The Mets may own baseball’s worst record, but reports indicate the organization still believes changing the manager right now would not solve the deeper problem.

Mendoza now stands at the center of a familiar sports debate: when a talented team underperforms, how much blame belongs in the dugout and how much belongs elsewhere? The report does not erase the pressure. It simply shows that, for the moment, team decision-makers appear more focused on stabilizing the season than delivering a headline-grabbing dismissal.

Key Facts

  • Reports indicate the Mets have no immediate plans to fire manager Carlos Mendoza.
  • New York owns MLB’s worst record at 10-21.
  • The team’s poor start has intensified scrutiny around leadership and direction.
  • For now, the organization appears to favor patience over a managerial shake-up.

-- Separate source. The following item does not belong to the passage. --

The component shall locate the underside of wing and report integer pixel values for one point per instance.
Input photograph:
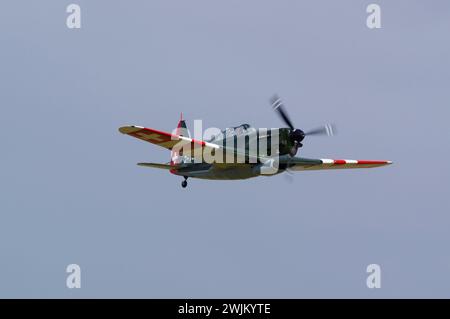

The choice to stay the course also reveals how early-season crises unfold inside a high-profile franchise. Firing a manager can signal accountability, but it can also expose panic. By backing Mendoza in public, or at least declining to move against him now, the Mets appear to be betting that internal fixes carry more value than a sudden change at the top of the dugout.

What comes next will decide whether this show of support looks steady or shortsighted. If the Mets begin to climb, Mendoza’s survival will read as restraint under pressure. If the losses continue, the questions will only grow louder — not just about the manager, but about the larger path the franchise chose when the season started to slip.